Not surprisingly, users on the Creative forums went nuts when they saw this. Why would a company intentionally withhold features - features that were actually there and worked under XP? The only reason anybody could see was that Creative must be planning to charge extra for access to those features in the future.
As the outrage mounted, Creative backpedaled somewhat. "Creative's message posted on our behalf by our Company spokesperson tried to address our concern about the improper distribution of certain software which is the property of other companies," another Creative spokesperson posted in their forums last week. "However, we did not make it as clear as we would have liked that we do support driver development by independent third parties ... Outside developers have been very helpful to Creative and our customers by developing updates for many of our Sound Blaster products, and we do support and appreciate these efforts. This however does not extend to the unauthorized distribution of other companies' property."

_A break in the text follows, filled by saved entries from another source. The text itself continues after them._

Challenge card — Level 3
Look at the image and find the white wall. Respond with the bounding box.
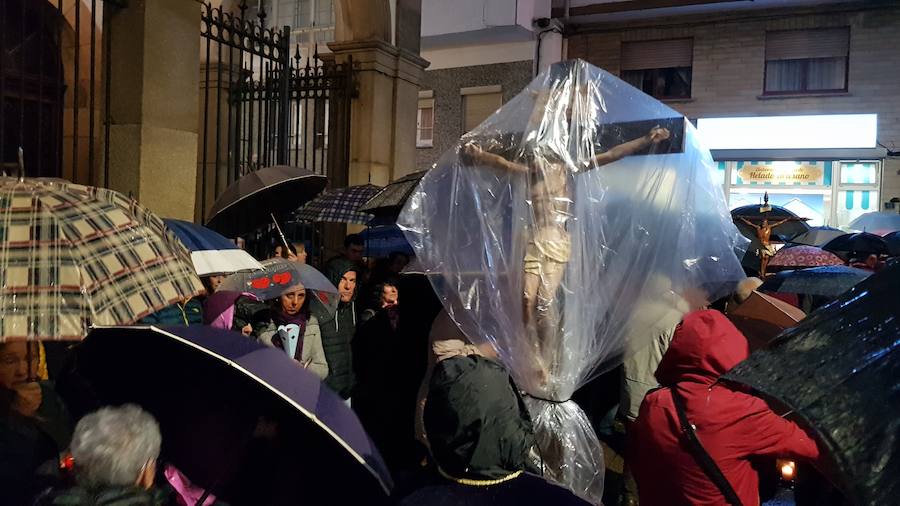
[423,40,534,69]
[422,0,519,36]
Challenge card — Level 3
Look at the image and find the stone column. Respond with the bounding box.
[329,0,428,187]
[105,0,201,221]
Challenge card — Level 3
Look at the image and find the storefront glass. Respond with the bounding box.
[719,160,880,229]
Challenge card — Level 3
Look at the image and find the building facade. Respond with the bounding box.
[562,0,900,228]
[414,0,559,170]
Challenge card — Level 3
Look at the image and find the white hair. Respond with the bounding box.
[70,404,162,487]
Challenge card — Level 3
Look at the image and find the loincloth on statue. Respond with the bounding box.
[524,237,571,276]
[756,244,777,258]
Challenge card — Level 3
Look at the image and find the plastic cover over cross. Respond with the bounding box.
[399,60,747,502]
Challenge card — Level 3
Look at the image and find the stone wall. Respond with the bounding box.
[567,3,900,203]
[415,60,533,170]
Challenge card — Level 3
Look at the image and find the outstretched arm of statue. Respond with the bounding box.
[586,126,671,169]
[768,218,795,228]
[738,217,761,230]
[461,143,529,173]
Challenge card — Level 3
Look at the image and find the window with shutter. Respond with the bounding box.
[620,38,693,100]
[463,91,503,133]
[764,28,850,95]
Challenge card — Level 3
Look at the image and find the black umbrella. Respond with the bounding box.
[821,232,888,258]
[72,326,392,505]
[760,265,871,297]
[789,226,846,247]
[724,262,900,506]
[882,231,900,256]
[731,204,810,243]
[358,170,427,216]
[206,165,327,237]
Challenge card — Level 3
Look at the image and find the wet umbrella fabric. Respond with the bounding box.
[358,170,427,216]
[723,262,900,506]
[731,205,810,243]
[882,231,900,256]
[292,184,381,225]
[218,258,339,316]
[205,166,327,237]
[163,219,263,277]
[760,266,871,297]
[0,178,204,341]
[789,226,845,247]
[822,232,888,257]
[360,224,414,258]
[848,211,900,235]
[767,245,844,269]
[74,325,393,503]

This semi-apology seems to have been Creative's last word on the subject, and it totally ignored the issue of why Creative had crippled its soundcards' functionality under Vista in the first place. Some observers have said that, however questionable its motives, Creative is within its rights to withhold whichever features it wants. After all, they are hardly the first (remember Roxio, for example) to get creative with their definition of what Vista compatibility means. And, since their driver software apparently comes with the standard EULA prohibitions against reverse engineering, they have the right to keep Kawakami or anyone else from fixing their broken software.

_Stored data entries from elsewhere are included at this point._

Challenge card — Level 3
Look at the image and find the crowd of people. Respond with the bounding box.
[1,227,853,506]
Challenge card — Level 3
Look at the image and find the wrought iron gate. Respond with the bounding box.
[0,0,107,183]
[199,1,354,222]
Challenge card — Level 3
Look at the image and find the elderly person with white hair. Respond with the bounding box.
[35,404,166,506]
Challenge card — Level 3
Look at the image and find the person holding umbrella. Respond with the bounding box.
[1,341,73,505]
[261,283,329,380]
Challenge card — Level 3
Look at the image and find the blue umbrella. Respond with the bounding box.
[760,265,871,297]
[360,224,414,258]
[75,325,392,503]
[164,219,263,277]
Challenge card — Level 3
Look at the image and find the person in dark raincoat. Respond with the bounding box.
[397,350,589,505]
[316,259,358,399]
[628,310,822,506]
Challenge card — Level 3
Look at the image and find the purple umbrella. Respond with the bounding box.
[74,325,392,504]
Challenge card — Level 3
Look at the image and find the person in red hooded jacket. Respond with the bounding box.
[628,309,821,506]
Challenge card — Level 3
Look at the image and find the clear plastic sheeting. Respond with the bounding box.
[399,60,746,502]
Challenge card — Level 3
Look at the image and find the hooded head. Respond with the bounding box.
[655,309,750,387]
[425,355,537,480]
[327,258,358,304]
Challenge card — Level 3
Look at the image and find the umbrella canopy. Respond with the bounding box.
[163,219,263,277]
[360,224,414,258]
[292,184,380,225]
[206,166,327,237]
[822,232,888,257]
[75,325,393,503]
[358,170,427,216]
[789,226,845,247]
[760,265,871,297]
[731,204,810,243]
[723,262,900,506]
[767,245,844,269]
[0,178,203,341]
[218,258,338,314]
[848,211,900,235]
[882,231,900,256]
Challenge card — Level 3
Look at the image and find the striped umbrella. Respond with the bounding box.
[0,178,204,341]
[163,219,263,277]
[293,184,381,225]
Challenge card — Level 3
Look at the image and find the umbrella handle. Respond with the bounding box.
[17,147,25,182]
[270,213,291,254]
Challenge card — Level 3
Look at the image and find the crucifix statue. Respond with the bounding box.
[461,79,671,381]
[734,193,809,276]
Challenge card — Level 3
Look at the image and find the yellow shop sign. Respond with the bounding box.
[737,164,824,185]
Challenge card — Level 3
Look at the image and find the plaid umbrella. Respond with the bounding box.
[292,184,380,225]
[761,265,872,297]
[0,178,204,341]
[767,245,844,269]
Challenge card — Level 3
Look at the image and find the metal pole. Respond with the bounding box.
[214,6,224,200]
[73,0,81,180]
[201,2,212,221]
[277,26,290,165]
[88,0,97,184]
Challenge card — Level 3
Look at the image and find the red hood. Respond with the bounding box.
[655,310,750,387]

But I think those points are at least open to debate. While it is sadly true that a few of our courts have upheld reverse engineering prohibitions in sneakwrap licenses, ultimately they will have to recognize that such clauses are intolerably anti-consumer and anti-competitive. (Kawakami himself is in Brazil, where for all we know the laws and courts may already be more sophisticated in this regard than they are here.) And does any company really have the right to prevent a customer from modifying a product to make it work as advertised, or prevent them from telling others how to do so?

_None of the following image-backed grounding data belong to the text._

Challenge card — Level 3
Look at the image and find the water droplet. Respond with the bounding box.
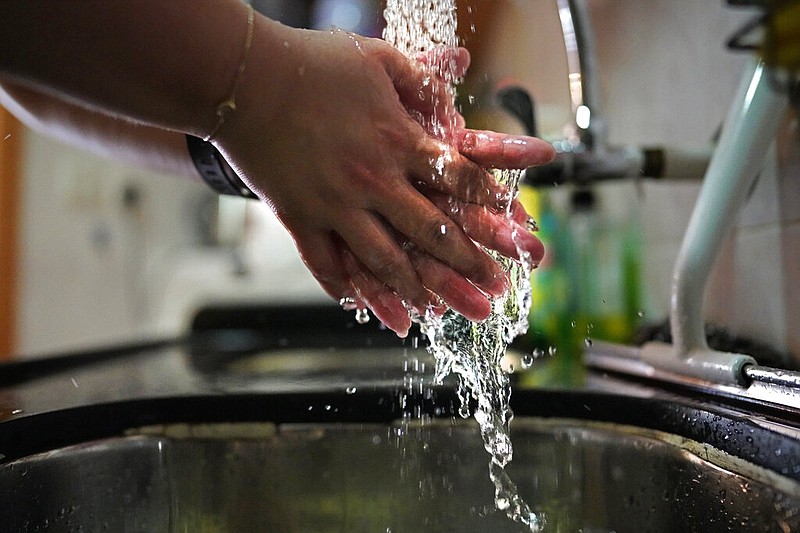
[346,386,357,395]
[637,310,645,318]
[440,224,447,235]
[570,320,577,328]
[339,296,356,310]
[520,354,534,369]
[584,338,593,347]
[496,497,510,511]
[548,346,557,357]
[355,308,370,324]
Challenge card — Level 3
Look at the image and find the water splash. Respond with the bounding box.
[384,2,543,530]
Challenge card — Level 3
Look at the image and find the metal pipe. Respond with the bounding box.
[525,0,710,186]
[638,59,787,385]
[555,0,605,152]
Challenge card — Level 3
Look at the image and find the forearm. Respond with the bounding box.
[0,80,199,179]
[0,0,257,138]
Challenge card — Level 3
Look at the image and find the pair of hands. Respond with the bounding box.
[215,22,554,337]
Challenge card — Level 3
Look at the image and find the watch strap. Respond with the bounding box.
[186,135,257,199]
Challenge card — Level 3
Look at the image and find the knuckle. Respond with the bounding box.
[459,248,493,281]
[421,217,456,247]
[370,254,430,304]
[369,255,413,289]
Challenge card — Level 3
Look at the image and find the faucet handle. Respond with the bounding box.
[495,85,538,138]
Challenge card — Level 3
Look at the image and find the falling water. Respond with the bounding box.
[384,1,544,530]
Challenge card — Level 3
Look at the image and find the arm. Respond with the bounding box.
[0,0,554,336]
[0,80,198,179]
[0,0,249,138]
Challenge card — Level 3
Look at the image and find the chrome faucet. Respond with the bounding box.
[503,0,711,186]
[554,0,604,153]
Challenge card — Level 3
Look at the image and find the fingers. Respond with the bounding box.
[407,249,493,322]
[339,235,494,325]
[411,141,512,209]
[335,210,441,314]
[415,47,471,78]
[373,183,509,298]
[455,129,556,169]
[383,44,467,133]
[294,232,413,337]
[428,191,544,265]
[339,247,414,337]
[295,212,519,332]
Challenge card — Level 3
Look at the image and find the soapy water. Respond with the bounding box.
[383,1,544,531]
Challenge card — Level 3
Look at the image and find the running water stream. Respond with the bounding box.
[383,1,544,530]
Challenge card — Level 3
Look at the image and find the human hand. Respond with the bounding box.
[216,20,553,337]
[336,48,553,334]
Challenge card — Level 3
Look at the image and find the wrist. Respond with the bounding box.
[208,18,301,166]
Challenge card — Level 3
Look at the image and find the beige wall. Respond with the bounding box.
[16,130,213,356]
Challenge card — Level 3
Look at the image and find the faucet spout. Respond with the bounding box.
[505,0,712,186]
[555,0,605,153]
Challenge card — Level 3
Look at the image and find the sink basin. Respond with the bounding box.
[1,407,798,532]
[0,318,797,532]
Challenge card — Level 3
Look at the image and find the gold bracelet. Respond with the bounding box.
[203,4,255,142]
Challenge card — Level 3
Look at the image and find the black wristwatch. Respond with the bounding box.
[185,135,258,199]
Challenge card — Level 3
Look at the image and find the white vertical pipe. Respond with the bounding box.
[670,59,788,357]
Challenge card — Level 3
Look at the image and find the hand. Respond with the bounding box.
[335,50,553,334]
[216,21,553,336]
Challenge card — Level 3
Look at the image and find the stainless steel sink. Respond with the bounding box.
[2,415,798,533]
[1,323,798,532]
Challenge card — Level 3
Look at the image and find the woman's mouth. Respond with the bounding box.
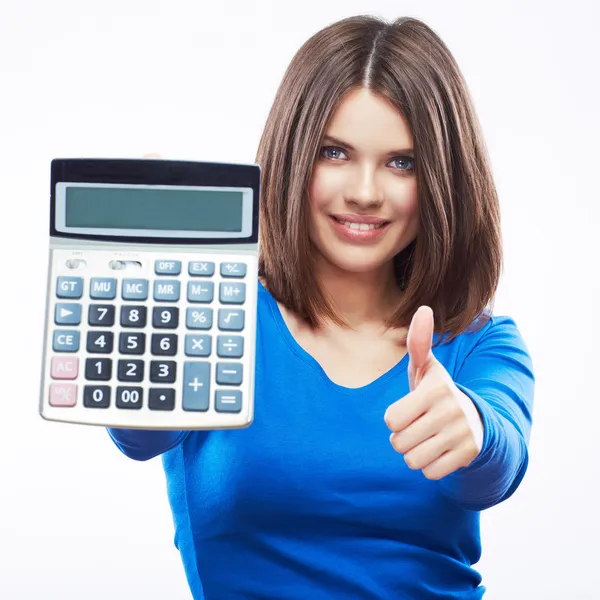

What is not debatable is that Creative has irredeemably broken faith with its core customers. "So many if not most Sound Blaster customers have traditionally been audiophiles, technically savvy buyers willing to pay for a superior product," one reader wrote me. "When this kind of customer finds out that a vendor who they trusted was intentionally disabling the drives, and more importantly, not being honest about it, that trust in a premium vendor is forever broken."